Обвально разом одолела усталость. Он придремал на жестком топчане и не сразу понял, что происходит. Женщина плакала, привалившись к плечу, и говорила, говорила торопливо, мешая русские и китайские слова.
– Приехал. Нахау. Приехал, Дороти нет. Плохой, совсем плохой линдё. Я Дороти кушать носил. Как закричит на меня!
Ермолаев едва различимый в полумраке, поднял с колен Гунь Чой.
– Мне сторож еще тот раз говорил, что Гунька с малышом на санках по набережной гуляла, когда солдаты с комиссаром нагрянули. Сторож ее издали приметил. Упредил. Беги, говорит, Гунька отседова, спасай малыша. Хозяин вернется, отблагодарит…
Эти слова о спасении сына и сам плач китаянки, пробили преграду сжимавшую грудь. Алонин прикрыл руками лицо, слезы потоком, как в детстве, хлынули по щекам. Следом захлюпал носом Иван Ермолаев, повторяя снова и снова:
– Горе какое, горе-то…
Поезда идут только до Слюдянки, дальше взорваны мосты белыми или красными, для обывателя всё едино. Люди бегут. В Иркутске совслужащие получают паек, остальные перебиваются тухлой кониной и ржавой рыбой, пролежавшей в бочках по много лет. На улицах не осталось даже собак.

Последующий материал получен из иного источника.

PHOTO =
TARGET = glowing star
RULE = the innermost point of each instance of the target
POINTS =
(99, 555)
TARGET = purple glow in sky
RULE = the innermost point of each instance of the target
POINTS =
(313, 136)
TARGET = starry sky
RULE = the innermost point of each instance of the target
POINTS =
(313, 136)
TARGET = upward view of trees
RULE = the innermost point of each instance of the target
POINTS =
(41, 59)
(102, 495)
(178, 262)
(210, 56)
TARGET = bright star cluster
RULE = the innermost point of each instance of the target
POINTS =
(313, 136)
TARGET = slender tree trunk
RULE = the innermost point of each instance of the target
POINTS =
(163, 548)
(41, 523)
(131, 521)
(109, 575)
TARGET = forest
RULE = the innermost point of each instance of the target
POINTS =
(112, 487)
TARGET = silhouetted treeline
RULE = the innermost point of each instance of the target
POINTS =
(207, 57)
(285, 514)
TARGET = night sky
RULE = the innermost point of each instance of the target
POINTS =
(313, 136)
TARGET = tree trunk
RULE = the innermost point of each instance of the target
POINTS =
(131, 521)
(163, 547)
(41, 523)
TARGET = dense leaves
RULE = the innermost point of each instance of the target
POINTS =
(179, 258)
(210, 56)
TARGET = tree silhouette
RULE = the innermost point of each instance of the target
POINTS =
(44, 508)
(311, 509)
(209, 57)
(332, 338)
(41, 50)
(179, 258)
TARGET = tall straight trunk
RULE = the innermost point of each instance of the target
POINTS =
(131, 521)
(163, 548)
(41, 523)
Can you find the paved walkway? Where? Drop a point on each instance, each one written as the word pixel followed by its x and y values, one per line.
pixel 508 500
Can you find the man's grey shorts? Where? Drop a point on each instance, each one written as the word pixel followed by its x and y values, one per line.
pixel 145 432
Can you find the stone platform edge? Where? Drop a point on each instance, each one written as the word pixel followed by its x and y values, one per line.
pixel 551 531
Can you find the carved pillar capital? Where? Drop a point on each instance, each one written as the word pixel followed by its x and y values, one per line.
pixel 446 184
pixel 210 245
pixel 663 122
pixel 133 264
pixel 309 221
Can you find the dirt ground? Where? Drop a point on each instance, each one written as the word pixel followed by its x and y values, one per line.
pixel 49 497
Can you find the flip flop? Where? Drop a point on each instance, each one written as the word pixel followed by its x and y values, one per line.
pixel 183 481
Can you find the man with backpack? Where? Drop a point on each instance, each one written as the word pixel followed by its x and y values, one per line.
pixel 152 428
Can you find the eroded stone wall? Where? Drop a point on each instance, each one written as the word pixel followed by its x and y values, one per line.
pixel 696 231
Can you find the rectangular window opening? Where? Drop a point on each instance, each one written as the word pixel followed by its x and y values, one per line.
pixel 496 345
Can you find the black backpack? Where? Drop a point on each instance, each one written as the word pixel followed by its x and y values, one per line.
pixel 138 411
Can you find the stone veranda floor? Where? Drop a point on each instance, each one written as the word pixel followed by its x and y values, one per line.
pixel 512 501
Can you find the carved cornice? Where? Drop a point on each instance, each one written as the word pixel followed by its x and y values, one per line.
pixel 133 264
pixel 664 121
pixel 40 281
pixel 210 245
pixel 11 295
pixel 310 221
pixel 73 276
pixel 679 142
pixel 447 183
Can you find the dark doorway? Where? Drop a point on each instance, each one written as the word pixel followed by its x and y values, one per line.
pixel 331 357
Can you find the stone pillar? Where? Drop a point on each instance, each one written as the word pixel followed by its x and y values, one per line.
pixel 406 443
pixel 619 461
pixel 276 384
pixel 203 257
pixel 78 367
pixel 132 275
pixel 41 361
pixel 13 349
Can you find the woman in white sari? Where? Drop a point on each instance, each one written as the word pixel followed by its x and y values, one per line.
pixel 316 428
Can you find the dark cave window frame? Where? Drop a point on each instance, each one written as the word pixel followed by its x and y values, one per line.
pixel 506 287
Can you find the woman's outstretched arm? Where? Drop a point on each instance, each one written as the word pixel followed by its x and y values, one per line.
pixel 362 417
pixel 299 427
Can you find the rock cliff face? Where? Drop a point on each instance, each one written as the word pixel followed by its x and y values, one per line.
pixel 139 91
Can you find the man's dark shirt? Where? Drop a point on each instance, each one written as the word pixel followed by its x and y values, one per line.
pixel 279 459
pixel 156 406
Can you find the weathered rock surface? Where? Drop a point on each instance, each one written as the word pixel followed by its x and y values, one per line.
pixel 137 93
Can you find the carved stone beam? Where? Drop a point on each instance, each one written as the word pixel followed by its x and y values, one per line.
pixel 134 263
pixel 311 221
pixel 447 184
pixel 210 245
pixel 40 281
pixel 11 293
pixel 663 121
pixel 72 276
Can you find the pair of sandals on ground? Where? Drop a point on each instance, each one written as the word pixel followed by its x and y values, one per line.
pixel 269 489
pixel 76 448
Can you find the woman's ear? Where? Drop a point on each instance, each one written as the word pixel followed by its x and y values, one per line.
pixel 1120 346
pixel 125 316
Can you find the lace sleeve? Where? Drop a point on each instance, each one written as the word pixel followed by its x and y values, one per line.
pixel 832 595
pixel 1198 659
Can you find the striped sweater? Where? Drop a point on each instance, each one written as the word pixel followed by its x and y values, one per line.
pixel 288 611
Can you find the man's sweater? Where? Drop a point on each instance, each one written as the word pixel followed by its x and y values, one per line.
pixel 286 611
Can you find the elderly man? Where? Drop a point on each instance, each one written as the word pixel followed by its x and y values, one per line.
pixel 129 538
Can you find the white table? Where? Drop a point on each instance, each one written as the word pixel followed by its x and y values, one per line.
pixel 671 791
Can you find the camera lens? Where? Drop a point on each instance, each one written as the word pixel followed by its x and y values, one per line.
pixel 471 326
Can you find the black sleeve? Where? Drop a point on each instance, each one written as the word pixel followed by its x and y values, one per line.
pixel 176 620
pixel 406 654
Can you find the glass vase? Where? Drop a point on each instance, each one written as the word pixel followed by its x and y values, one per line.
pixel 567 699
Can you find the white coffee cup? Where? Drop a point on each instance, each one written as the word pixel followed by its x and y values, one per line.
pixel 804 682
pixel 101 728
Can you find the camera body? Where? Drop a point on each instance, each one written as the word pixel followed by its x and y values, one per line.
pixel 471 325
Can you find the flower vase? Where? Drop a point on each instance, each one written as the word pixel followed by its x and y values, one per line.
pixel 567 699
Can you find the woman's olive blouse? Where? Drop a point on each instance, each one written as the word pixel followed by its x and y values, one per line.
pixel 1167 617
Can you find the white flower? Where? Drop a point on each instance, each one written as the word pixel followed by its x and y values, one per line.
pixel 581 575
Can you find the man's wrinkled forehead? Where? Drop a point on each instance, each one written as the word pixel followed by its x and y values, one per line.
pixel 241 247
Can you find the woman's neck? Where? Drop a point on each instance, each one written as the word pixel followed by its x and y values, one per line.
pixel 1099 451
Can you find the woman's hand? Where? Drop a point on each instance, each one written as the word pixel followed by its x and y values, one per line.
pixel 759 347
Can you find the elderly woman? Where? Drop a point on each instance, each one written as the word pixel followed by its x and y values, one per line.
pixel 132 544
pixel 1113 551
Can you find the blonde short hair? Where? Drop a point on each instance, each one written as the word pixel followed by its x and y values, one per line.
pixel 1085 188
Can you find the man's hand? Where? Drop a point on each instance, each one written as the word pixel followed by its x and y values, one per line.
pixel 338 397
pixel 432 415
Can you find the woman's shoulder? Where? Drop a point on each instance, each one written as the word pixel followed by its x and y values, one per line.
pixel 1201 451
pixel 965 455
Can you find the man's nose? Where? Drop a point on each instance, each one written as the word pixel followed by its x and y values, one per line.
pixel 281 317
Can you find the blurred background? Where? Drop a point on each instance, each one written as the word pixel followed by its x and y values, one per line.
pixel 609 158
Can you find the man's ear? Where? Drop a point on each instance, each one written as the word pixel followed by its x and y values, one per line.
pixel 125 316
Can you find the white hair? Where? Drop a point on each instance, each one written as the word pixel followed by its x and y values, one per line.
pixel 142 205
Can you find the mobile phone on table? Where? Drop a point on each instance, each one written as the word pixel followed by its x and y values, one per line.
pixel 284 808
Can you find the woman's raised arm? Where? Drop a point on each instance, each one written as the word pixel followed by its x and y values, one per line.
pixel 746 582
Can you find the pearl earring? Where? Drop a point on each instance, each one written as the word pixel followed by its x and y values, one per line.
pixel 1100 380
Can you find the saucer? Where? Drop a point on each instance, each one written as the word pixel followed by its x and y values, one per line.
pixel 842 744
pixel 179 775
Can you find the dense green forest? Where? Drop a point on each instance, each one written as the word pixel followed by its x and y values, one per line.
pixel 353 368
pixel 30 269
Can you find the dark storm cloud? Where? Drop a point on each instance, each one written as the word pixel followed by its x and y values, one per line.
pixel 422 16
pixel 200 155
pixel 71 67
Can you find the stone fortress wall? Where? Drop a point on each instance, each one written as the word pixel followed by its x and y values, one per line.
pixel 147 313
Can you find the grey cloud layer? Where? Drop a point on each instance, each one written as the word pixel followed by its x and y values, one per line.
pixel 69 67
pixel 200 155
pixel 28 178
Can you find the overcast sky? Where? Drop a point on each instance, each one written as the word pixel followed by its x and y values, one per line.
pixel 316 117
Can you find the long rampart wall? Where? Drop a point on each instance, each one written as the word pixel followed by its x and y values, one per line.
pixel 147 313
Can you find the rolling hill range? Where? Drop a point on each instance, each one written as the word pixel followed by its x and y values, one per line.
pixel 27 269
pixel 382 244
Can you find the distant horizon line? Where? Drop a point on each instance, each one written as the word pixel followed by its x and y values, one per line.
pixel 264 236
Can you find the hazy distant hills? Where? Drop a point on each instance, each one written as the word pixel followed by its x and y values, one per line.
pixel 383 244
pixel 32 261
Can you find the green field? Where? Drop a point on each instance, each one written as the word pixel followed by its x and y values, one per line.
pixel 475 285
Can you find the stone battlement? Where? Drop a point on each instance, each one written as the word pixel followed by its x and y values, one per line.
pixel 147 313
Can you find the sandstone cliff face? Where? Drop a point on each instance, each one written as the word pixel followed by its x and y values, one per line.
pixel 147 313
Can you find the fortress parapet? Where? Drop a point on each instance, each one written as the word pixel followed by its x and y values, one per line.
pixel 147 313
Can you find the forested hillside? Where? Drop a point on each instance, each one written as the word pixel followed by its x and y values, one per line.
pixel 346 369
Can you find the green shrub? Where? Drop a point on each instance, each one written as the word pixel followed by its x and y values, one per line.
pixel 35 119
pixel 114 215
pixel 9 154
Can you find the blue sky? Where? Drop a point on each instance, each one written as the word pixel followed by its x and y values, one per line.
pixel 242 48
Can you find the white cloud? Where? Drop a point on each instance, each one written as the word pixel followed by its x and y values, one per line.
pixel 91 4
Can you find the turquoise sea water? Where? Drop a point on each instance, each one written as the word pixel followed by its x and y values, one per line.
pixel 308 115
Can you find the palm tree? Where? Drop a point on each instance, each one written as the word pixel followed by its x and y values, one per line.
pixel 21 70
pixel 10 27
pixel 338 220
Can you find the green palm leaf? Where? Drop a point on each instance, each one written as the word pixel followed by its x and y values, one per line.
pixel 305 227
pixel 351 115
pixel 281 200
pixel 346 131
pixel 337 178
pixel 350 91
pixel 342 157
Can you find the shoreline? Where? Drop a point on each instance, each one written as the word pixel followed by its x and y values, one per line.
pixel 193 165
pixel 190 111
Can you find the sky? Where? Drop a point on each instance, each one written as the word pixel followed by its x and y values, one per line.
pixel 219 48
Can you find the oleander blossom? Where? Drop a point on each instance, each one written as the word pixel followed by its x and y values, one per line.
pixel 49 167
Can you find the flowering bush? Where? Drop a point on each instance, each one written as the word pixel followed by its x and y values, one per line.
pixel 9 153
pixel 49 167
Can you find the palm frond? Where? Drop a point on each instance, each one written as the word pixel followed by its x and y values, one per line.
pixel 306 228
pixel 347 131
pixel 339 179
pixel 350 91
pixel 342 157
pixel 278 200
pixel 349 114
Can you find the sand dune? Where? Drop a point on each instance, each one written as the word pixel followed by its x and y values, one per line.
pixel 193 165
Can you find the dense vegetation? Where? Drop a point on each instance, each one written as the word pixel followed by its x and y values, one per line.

Алонин с Гунькой и малышом пристроились на старый колесный пароход «Витязь». Он перевозит через Байкал грузы и берет на верхнюю палубу до ста пассажиров. Северный ветер подбивает нагонной хлесткой волной, судно раз за разом дает угрожающий крен, хлюпая старыми лопастями по воздуху. Гунька ойкает и снова свешивает голову через борт, пуская по ветру блевоту. Алонин пристроился на кнехте. Прикрывает малыша от ветра, шепчет тихонько.
– Проскочим, Петюнчик. Проскочим. И Дору отыщем, отыщем…
Сын в ответ хнычет, мамкает, морщит лицо, но слава Богу громко не плачет. Последний хлеб доели в вагоне. Надо терпеть до Верхнеудинска, где можно будет обменять червонцы, вшитые в рукав куртки.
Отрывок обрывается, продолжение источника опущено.